There is a very small Armenian community in Japan. Are you in touch with them?

I know Ambassador Pogosyan. In fact, I knew him when he was a university professor before he became Ambassador. I have not met many other Armenians here, but I would very much like to have more contact with the Armenian community.

After the revolution of last year, the new government often speaks about the economic revolution. Even if you are not a specialist of Armenia’s economy, do you think that some kind of “Armenian miracle” might happen?

Yes, I think it is the time for an Armenian miracle. I was so impressed by the determination, energy and optimism of the young Armenians who I met during my visit. And the many programs to foster new ventures, and encourage cooperation with US and European businesses impressed me. I think that Armenia could become a very important partner for Japanese businesses. Japan is experiencing a declining population, and although education levels are high in general, young people are not seeking advanced training in technical fields. Companies are struggling to find engineers, especially in areas like AI, cyber security and fintech. I think Armenia could help the Japanese fill this growing gap in human resources.

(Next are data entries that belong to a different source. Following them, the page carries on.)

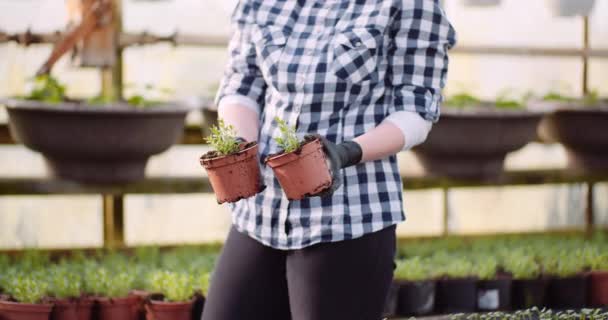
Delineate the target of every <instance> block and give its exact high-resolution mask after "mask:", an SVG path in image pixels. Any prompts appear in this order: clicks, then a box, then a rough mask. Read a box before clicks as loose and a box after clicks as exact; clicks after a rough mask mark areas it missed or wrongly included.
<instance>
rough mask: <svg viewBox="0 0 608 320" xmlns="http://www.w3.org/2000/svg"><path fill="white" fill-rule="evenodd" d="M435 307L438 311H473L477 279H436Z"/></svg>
mask: <svg viewBox="0 0 608 320" xmlns="http://www.w3.org/2000/svg"><path fill="white" fill-rule="evenodd" d="M435 309H436V310H437V311H438V312H440V313H459V312H465V313H466V312H475V311H476V309H477V279H475V278H465V279H441V280H438V281H437V288H436V295H435Z"/></svg>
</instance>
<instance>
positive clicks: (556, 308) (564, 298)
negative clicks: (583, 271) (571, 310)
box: [547, 275, 587, 309]
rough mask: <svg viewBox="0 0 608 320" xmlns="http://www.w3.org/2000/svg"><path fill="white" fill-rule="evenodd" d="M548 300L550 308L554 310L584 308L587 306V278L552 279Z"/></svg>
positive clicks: (556, 277) (586, 277)
mask: <svg viewBox="0 0 608 320" xmlns="http://www.w3.org/2000/svg"><path fill="white" fill-rule="evenodd" d="M547 300H548V304H549V307H550V308H554V309H580V308H584V307H585V306H586V304H587V277H586V276H585V275H575V276H571V277H565V278H557V277H554V278H550V279H549V285H548V288H547Z"/></svg>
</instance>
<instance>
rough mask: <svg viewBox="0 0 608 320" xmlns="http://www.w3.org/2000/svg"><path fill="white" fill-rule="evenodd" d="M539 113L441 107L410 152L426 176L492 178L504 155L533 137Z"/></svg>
mask: <svg viewBox="0 0 608 320" xmlns="http://www.w3.org/2000/svg"><path fill="white" fill-rule="evenodd" d="M541 116H542V113H541V112H532V111H526V110H502V109H496V108H495V107H492V106H480V107H472V108H469V109H463V110H460V109H454V108H448V107H446V108H444V109H443V111H442V116H441V121H440V122H438V123H437V124H436V125H434V126H433V130H431V132H430V133H429V136H428V138H427V140H426V141H425V143H423V144H421V145H420V146H418V147H416V148H414V149H413V151H414V153H415V154H416V157H417V158H418V160H420V163H421V164H422V166H423V167H424V169H425V171H426V172H427V174H430V175H435V176H448V177H453V178H461V179H483V178H487V179H495V178H497V177H498V176H500V175H501V173H502V171H503V163H504V159H505V157H506V155H507V153H509V152H512V151H515V150H517V149H519V148H521V147H523V146H524V145H526V144H527V143H528V142H530V141H532V140H534V138H535V137H536V127H537V125H538V122H539V121H540V119H541Z"/></svg>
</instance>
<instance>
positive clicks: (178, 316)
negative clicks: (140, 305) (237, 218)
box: [146, 300, 194, 320]
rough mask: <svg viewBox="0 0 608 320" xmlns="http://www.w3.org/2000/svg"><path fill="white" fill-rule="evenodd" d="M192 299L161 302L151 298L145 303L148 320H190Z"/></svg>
mask: <svg viewBox="0 0 608 320" xmlns="http://www.w3.org/2000/svg"><path fill="white" fill-rule="evenodd" d="M193 304H194V300H192V301H187V302H163V301H155V300H151V301H150V302H149V303H148V304H146V311H147V312H146V319H148V320H192V307H193Z"/></svg>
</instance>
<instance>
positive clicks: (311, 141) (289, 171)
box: [265, 118, 332, 200]
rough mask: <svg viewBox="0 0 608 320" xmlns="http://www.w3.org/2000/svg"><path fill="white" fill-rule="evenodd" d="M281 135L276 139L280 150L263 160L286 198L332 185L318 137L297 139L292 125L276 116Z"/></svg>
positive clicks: (304, 193) (311, 136)
mask: <svg viewBox="0 0 608 320" xmlns="http://www.w3.org/2000/svg"><path fill="white" fill-rule="evenodd" d="M275 121H276V122H277V124H278V126H279V131H280V136H278V137H276V138H275V141H276V143H277V144H278V145H279V147H280V148H281V149H282V151H281V152H279V153H276V154H273V155H269V156H268V157H267V158H266V160H265V162H266V164H268V166H270V167H271V168H272V170H273V172H274V175H275V177H276V178H277V180H278V181H279V184H280V185H281V187H282V188H283V190H284V191H285V194H286V195H287V198H288V199H289V200H301V199H303V198H305V197H307V196H312V195H316V194H318V193H321V192H323V191H325V190H326V189H328V188H330V187H331V184H332V177H331V173H330V171H329V167H328V165H327V162H326V156H325V152H324V151H323V145H322V143H321V141H320V140H319V139H318V138H315V137H312V136H307V137H306V138H305V139H304V140H303V141H300V140H299V139H298V137H297V135H296V130H295V127H292V126H289V125H288V124H287V123H286V122H285V121H284V120H282V119H280V118H275Z"/></svg>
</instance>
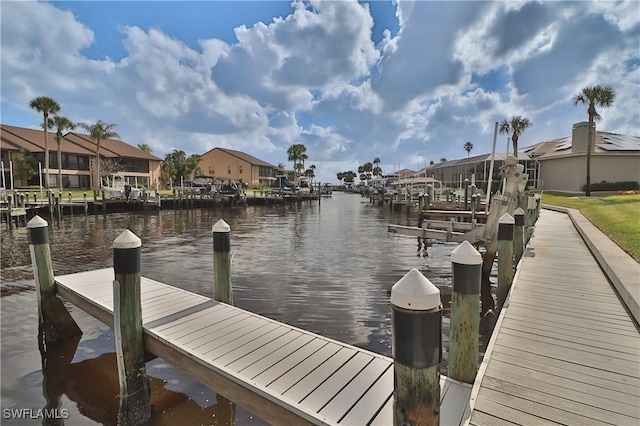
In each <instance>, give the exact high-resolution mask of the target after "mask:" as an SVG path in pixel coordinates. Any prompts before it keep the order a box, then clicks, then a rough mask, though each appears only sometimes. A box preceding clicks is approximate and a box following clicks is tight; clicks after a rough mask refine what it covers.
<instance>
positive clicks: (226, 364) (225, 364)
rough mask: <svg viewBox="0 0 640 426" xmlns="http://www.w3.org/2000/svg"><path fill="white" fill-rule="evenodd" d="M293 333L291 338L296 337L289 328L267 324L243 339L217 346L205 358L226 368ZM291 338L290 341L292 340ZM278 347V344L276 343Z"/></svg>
mask: <svg viewBox="0 0 640 426" xmlns="http://www.w3.org/2000/svg"><path fill="white" fill-rule="evenodd" d="M267 327H273V329H272V330H270V331H266V330H265V329H266V328H267ZM290 332H291V336H293V335H295V333H293V332H292V330H291V329H290V328H289V327H284V326H278V325H277V324H273V323H270V324H267V325H266V326H265V327H261V328H259V329H257V330H255V331H254V332H252V333H248V334H247V335H245V336H243V337H242V338H240V339H238V340H236V341H234V342H232V343H229V344H227V345H223V346H217V347H216V348H215V349H214V350H212V351H210V352H207V353H206V354H204V355H203V356H205V357H208V358H209V359H213V360H215V361H216V363H218V364H220V365H224V366H226V365H227V364H230V363H232V362H233V361H236V360H238V359H239V358H241V357H243V356H244V355H246V354H251V353H253V352H255V351H256V350H257V349H259V348H261V347H263V346H266V345H268V344H270V343H272V342H274V341H275V340H277V339H278V338H280V337H282V336H285V335H287V334H289V333H290ZM291 336H289V339H288V340H290V339H291ZM276 345H278V343H276Z"/></svg>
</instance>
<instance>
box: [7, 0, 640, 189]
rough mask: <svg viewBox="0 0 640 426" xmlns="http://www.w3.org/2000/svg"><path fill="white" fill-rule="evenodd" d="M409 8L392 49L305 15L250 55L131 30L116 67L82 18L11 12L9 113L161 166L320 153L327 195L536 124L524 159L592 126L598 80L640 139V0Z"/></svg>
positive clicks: (7, 41)
mask: <svg viewBox="0 0 640 426" xmlns="http://www.w3.org/2000/svg"><path fill="white" fill-rule="evenodd" d="M394 4H396V5H397V10H396V17H397V21H398V22H399V24H400V29H399V31H398V32H397V34H395V36H392V35H391V32H389V31H387V32H385V33H384V35H383V38H382V41H380V42H379V43H378V45H377V46H376V45H375V44H374V43H373V41H372V39H371V37H372V29H373V27H374V24H375V23H376V22H375V20H374V19H375V17H372V16H371V14H370V10H369V8H368V6H367V5H364V4H359V3H357V2H350V1H328V2H323V1H315V0H314V1H311V2H300V1H294V2H293V3H292V10H291V13H290V14H289V15H287V16H284V17H282V18H275V19H273V20H271V21H269V22H265V23H262V22H258V23H255V24H252V25H250V26H240V27H237V28H235V36H236V40H235V41H234V42H232V43H229V42H225V41H222V40H220V39H216V38H215V37H214V36H213V35H212V36H210V37H201V38H200V40H198V41H197V42H196V43H193V42H191V43H187V41H186V40H183V39H181V36H180V35H179V32H176V31H175V30H174V31H172V32H171V33H172V34H173V37H170V36H169V35H168V32H167V30H166V29H164V28H162V27H161V26H158V27H155V28H143V27H141V26H136V25H135V24H134V23H128V22H127V21H126V17H125V18H123V19H124V21H123V22H124V25H123V26H121V27H119V28H118V30H119V31H121V33H120V34H119V37H114V39H118V40H122V46H121V47H123V48H124V56H123V57H122V59H120V60H119V61H114V60H111V59H109V58H104V59H98V60H96V59H91V58H90V57H89V56H88V53H87V52H88V51H89V50H90V49H92V47H94V46H95V45H96V43H98V42H100V43H107V42H108V40H96V35H95V33H94V31H93V30H92V28H91V27H90V25H91V24H90V23H89V22H81V21H80V20H79V18H77V17H76V16H74V15H73V13H71V12H70V11H66V10H62V9H59V8H57V7H56V6H54V5H53V4H50V3H37V2H2V15H1V16H0V18H1V19H2V21H1V31H2V38H1V43H2V44H1V48H2V55H1V56H0V60H1V65H2V85H1V90H2V103H3V117H7V111H8V110H9V108H11V109H13V110H15V111H18V112H23V113H24V115H25V117H32V119H33V122H29V125H33V123H36V122H37V121H38V119H39V117H38V116H37V114H35V113H33V112H32V111H30V110H28V103H29V101H30V100H31V99H32V98H33V97H35V96H42V95H46V96H51V97H53V98H54V99H56V100H58V101H59V102H60V103H61V105H62V108H63V113H64V114H65V115H67V116H69V117H70V118H72V119H74V120H77V121H89V122H90V121H95V120H98V119H102V120H104V121H106V122H112V123H117V124H118V128H117V130H118V132H119V133H120V134H121V135H122V136H123V138H124V139H125V140H127V141H129V142H130V143H132V144H138V143H148V144H150V145H151V146H152V148H153V149H154V152H155V153H156V154H157V155H159V156H163V155H164V154H165V153H167V152H170V151H171V150H173V149H182V150H184V151H185V152H187V153H204V152H206V151H208V150H210V149H212V148H213V147H215V146H224V147H230V148H234V149H240V150H243V151H246V152H248V153H250V154H252V155H255V156H257V157H259V158H263V159H264V160H266V161H269V162H271V163H273V164H277V163H279V162H283V163H286V149H287V147H288V146H290V145H291V144H294V143H304V144H305V145H306V146H307V149H308V153H309V155H310V158H309V161H310V164H311V163H312V164H315V165H316V166H317V169H316V175H317V176H318V178H319V179H321V180H323V181H328V180H333V181H335V174H336V173H337V172H338V171H346V170H349V169H351V170H355V169H357V166H358V165H359V164H362V163H364V162H366V161H372V159H373V158H374V157H376V156H378V157H380V158H381V159H382V163H383V166H384V167H385V171H387V170H389V169H393V168H396V167H397V166H398V164H401V165H406V166H409V167H413V168H417V167H418V166H419V165H420V164H424V163H428V161H429V160H434V161H439V159H440V158H441V157H447V158H450V159H451V158H458V157H462V156H466V152H464V150H463V148H462V146H463V144H464V142H466V141H468V140H469V141H471V142H472V143H473V144H474V150H473V152H472V154H479V153H481V152H490V149H491V142H492V138H493V123H494V121H496V120H502V119H504V118H507V117H510V116H511V115H514V114H522V115H525V116H527V117H528V118H530V119H531V120H532V121H533V123H534V126H533V127H532V128H530V129H528V130H527V132H525V134H524V135H523V137H522V138H521V145H522V146H524V145H527V144H530V143H534V142H537V141H539V140H542V139H547V138H552V137H560V136H566V135H568V134H570V132H571V125H572V124H573V123H574V122H576V121H582V120H584V119H585V118H586V113H585V112H584V111H583V108H581V107H576V106H574V105H573V102H572V97H573V95H574V94H575V93H577V92H578V91H579V90H580V89H581V88H582V87H584V86H585V85H590V84H610V85H612V86H613V87H614V89H615V90H616V92H617V94H618V97H617V99H616V102H615V103H614V105H613V106H612V107H611V108H608V109H605V110H602V111H601V114H602V117H603V120H602V122H601V123H599V128H601V129H604V130H608V131H617V132H621V133H631V134H636V135H637V134H640V129H639V127H640V125H639V123H640V112H639V111H638V108H637V105H638V102H637V100H638V99H639V98H640V68H639V67H640V54H639V53H638V52H639V50H640V43H639V41H638V40H639V37H638V36H639V34H640V3H637V2H634V1H626V2H616V3H610V2H540V3H538V2H525V1H520V2H493V3H490V2H409V1H403V0H398V1H397V2H395V3H394ZM116 6H117V5H115V4H114V5H112V7H116ZM192 6H193V7H197V3H193V4H192ZM96 7H100V5H96ZM149 10H150V13H153V9H152V8H150V9H149ZM176 13H180V12H179V11H177V12H176ZM114 30H115V29H114ZM5 107H9V108H5ZM3 120H6V119H5V118H3ZM26 120H27V121H28V120H29V119H28V118H27V119H26ZM8 124H14V123H8ZM16 124H18V125H20V124H19V123H16ZM502 145H504V144H502ZM498 149H500V150H502V149H504V148H503V147H501V145H499V148H498Z"/></svg>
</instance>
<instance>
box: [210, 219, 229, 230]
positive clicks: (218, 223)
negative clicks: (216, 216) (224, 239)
mask: <svg viewBox="0 0 640 426" xmlns="http://www.w3.org/2000/svg"><path fill="white" fill-rule="evenodd" d="M211 232H231V227H230V226H229V225H228V224H227V222H225V221H224V219H219V220H218V221H217V222H216V223H214V224H213V228H211Z"/></svg>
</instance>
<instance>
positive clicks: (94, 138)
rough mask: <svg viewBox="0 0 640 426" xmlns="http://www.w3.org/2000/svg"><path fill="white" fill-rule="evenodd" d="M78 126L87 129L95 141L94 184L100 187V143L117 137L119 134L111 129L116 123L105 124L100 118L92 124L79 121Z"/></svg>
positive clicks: (85, 129) (87, 130)
mask: <svg viewBox="0 0 640 426" xmlns="http://www.w3.org/2000/svg"><path fill="white" fill-rule="evenodd" d="M80 126H81V127H82V128H83V129H85V130H86V131H88V132H89V136H90V137H91V139H93V140H94V141H95V142H96V185H97V188H98V189H100V143H101V142H102V141H103V140H105V139H112V138H119V137H120V135H119V134H117V133H116V132H115V131H114V130H113V129H114V128H115V127H116V124H113V123H112V124H107V123H105V122H103V121H102V120H98V122H97V123H96V124H93V125H89V124H86V123H80Z"/></svg>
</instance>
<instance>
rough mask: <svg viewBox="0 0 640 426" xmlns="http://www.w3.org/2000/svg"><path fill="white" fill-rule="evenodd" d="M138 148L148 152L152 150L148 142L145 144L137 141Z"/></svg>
mask: <svg viewBox="0 0 640 426" xmlns="http://www.w3.org/2000/svg"><path fill="white" fill-rule="evenodd" d="M138 148H139V149H141V150H143V151H145V152H149V153H151V152H152V149H151V147H150V146H149V144H146V143H139V144H138Z"/></svg>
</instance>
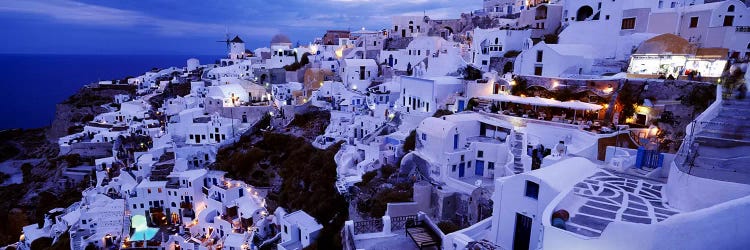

You were in Armenia for the first time recently. Was this a regular trip for you or something special?

I met Prime Minister Pashinyan at the World Economic Forum at Davos this year, and I was so excited to learn about the Velvet Revolution, exciting economic and social policies, and the power of the Armenian people. The year before at Davos, I had also met former Prime Minister Karapetyan, and was also impressed by his description of exciting policies to invigorate the Armenian economy. To be honest, I had never thought of visiting Armenia, and imagined it only as a place for tourism and brandy. After learning about the new Armenia, I was determined to visit. PM Pashinyan’s office kindly assisted me in arranging meetings and university lectures. Ambassador Pogosyan also gave me some great advice on where to visit.

I can’t wait to return. Next time, I hope to bring some Japanese students with me. The beginning of the Japanese miracle was over 100 years ago, when young Japanese overthrew the samurai dominated government and brought back the emperor. Young people travelled abroad to learn about best practices from the west, and returned to Japan to create a new society and economy. Today, Armenia feels like Japan in that period, when people were building a new country, a new economy, and a new society. We can see now how successful Japan was in doing that. I believe that if the process is managed carefully, and if Armenians remain optimistic, energetic, and a bit patient, we will see the Armenian miracle.